Amerikan ana akım hikaye anlatma sinemasının gramerini Türkiye’ye ilk getiren isim kuşkusuz Sinan Çetin’dir. Ancak geriye bakınca yönetmenin 1980’lerdeki toyluk döneminde Yeşilçam dokulu komedi filmlerine imza atarak kariyerine başlaması da ilginç bir detay. Yeşilçam karşıtı temasal bütünlüğünü “Çirkinler de Sever”de en az 2010’da çektiği “Kağıt”taki kadar göstermesi ise şaşırtıcı değil. Zira 1993’te “Berlin in Berlin”den başlayarak Amerikan hikaye anlatma sinemasının gereklerini hakkıyla yerine getiren, zamanla da daha biçimci bir anlayışa bürünen bir isimdir Sinan Çetin. Son 10 yılını reklam, TV ve yapımcılık işleriyle geçirse de 20 sene önce yaptıkları hala değerli. Özellikle “Berlin in Berlin”, “Bay E” ve “Kağıt”, Türk sineması için önemli eserler. Yönetmenin sekiz filmini içeren ‘Sinan Çetin Koleksiyonu’ geçtiğimiz günlerde raflara girdi. Bu kullanışlı box sette “Çirkinler de Sever”, “Çiçek Abbas”, “14 Numara”, “Berlin in Berlin”, “Bay E”, “Propaganda”, “Komser Şekspir” ve “Romantik”in yanında bir de yönetmenin çektiği reklamları içeren DVD var. “Kağıt” ise ay içinde ayrı olarak ev videosundaki yerini alacak.
Yeşilçam’ın tam da zamanını doldurduğu bir süreçte ortaya çıkan Sinan Çetin, 80’lerde o ruhu yaşatan eserler çektikten sonra 90’ların başından itibaren Amerikan klasik sinemasının film gramerini perdeye taşımıştır. Ancak nedense son 10 yılda akılda kalıcı eserlere imza atmaktan ziyade ‘bitmemiş projeler’, ‘reklam filmleri’, ‘TV programları’ ve ‘yapımcılık’ gibi kavramlar ışığında bir kariyer inşa etmeyi seçmiştir. Buna karşın onun Hollywood dekupajı konusundaki hakimiyeti; yönetmenlik sanatı için işlevsel, ülke sinemamız açısından ise öncüdür. Özellikle de şimdinin kalkınmaya başlayan popüler Türk filmlerindeki etkisi tartışılmazdır Sinan Çetin’in.

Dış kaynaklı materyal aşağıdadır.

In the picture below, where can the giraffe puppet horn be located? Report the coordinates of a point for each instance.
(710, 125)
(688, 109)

İlk döneminde şimdinin kalitesinde Yeşilçam kaynaklı popüler komediler vermiştir
Aslında 80’lerde henüz gençken çektiği “Çirkinler de Sever” (1982), “Çiçek Abbas” (1982) ve “14 Numara” (1985) Yeşilçam’ın dilsizliğini perdeye aktaran, bunun devamında da fazla dramatik ya da eğlenceli dönüşleriyle kalpleri fethetmeyi amaçlayan eserlerdir.
Belki bunların ilk ikisi şimdinin komedi filmleriyle eşdeğer kaliteye sahiptir. Ancak “14 Numara”nın görsel yapısının bir yönetmen müdahalesiyle sarsıldığını görürüz. Özellikle açılış sekansındaki uyum kesmesi tekniğinin çarpıcı kullanımı ile müziğin üst üste kurgulanması Çetin’in filmografisi için kilometre taşı anlamına gelir. Zira bu, onun ilerleyen dönemde yönetmenlik sanatı üzerine kafa patlatacağı konusunda bir kıvılcım yakmaya yaramıştır.

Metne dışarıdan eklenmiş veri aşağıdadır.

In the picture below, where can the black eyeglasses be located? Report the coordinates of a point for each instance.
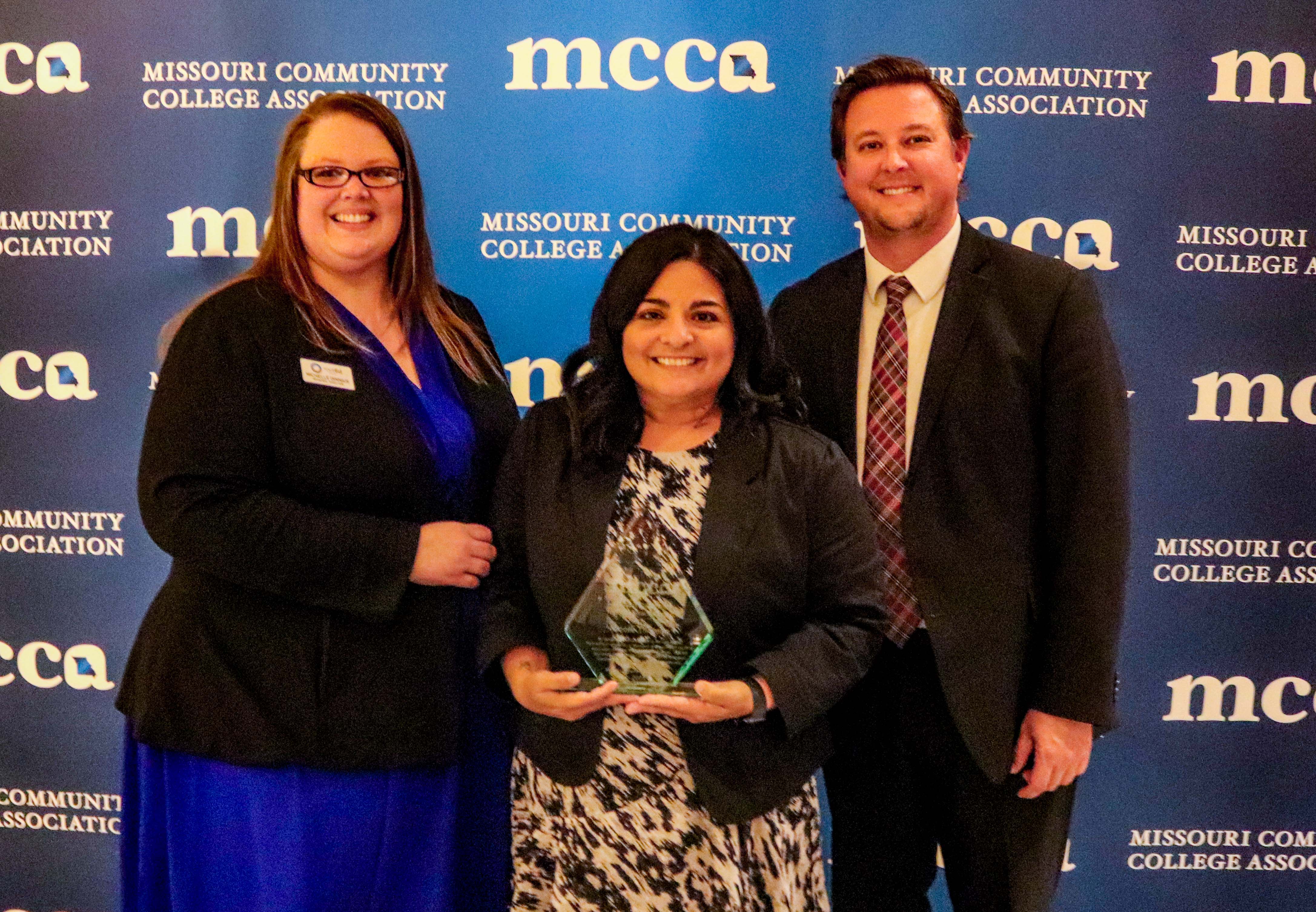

Aslında bu yolda cesur meselelere eğilen “14 Numara”yı estetize etmek için çok uğraşsa ve hafif biçimci bir eser kotarsa da Yeşilçam’ın dramatik omurgasızlığından bir türlü kurtulamamıştır yönetmen. Ancak filmin belli sahneleri onun yönetmenlik becerisini sergiler. Özellikle masum aşkı anlatmaya yarayan seks sahnesi bu açıdan işlevsel bir detaydır.
Fatih Akın’ın esin kaynağı ve TV dünyası üzerine çarpıcı bir yapıt
“Berlin in Berlin” (1993) ve “Bay E” (1995) ise Türk sineması için önemli filmlerdir. Bunlardan birincisinin; Almanya’da yaşayan Türklerle ilgili “40 m² Almanya” (“40 Quadratmeter Deutschland”, 1986) gibi Yeşilçam demodeliğinde çekilmiş bir filmi kenara bırakınca ilkleri yaşatması ve Fatih Akın’a esin kaynaklığı yapması başlı başına bir değer olmasına yol açmıştır.

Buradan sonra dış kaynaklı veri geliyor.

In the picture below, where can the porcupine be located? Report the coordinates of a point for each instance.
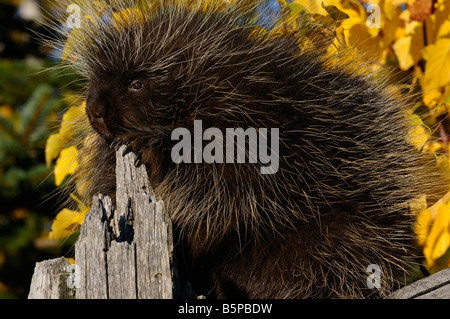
(346, 171)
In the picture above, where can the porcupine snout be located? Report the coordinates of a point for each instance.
(97, 111)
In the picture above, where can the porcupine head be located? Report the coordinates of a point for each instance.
(325, 172)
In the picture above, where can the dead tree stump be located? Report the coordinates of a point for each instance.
(121, 253)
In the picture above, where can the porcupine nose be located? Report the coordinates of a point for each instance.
(95, 111)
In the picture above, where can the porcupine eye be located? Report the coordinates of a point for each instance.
(136, 86)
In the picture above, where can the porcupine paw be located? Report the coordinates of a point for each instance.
(130, 147)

“Bay E” ise Hollywood’un TV dünyası üzerine “Katil Doğanlar” (“Natural Born Killers”, 1994), “Bir Yerde” (“Being There”, 1979) ve “Şebeke” (“Network”, 1976) sonrası ulaştığı noktada zaplama ve yapaylık odaklı gerçeküstücü ve öznel evreniyle dikkat çekicidir. Çetin’in her iki filmde de balık gözü objektifini bolca kullanırken, kurgu konusunda Amerikan dekupajını uyguladığı, renk dokusunu da ince ince işlediği görülebilir.
Cesur ve dünya ile aynı anda
“Berlin in Berlin”, Türkiye’de töresel yozlaşmayı kontrol altına almaya yarayan ‘silah’ın Alman toplumunda ‘fotoğraf makinesi’ne denk gelmesi gibi son derece çarpıcı bir cümlenin izini sürmesi açısından dikkat çekicidir. Cinsel anlamda sıkıştırılmış Türk kadınının mastürbasyona yönelmesi gibi açılımlarıyla da sinemamızda cesaret edilemeyen şeyleri söylemeyi ve perdeye yansıtmayı becermiştir.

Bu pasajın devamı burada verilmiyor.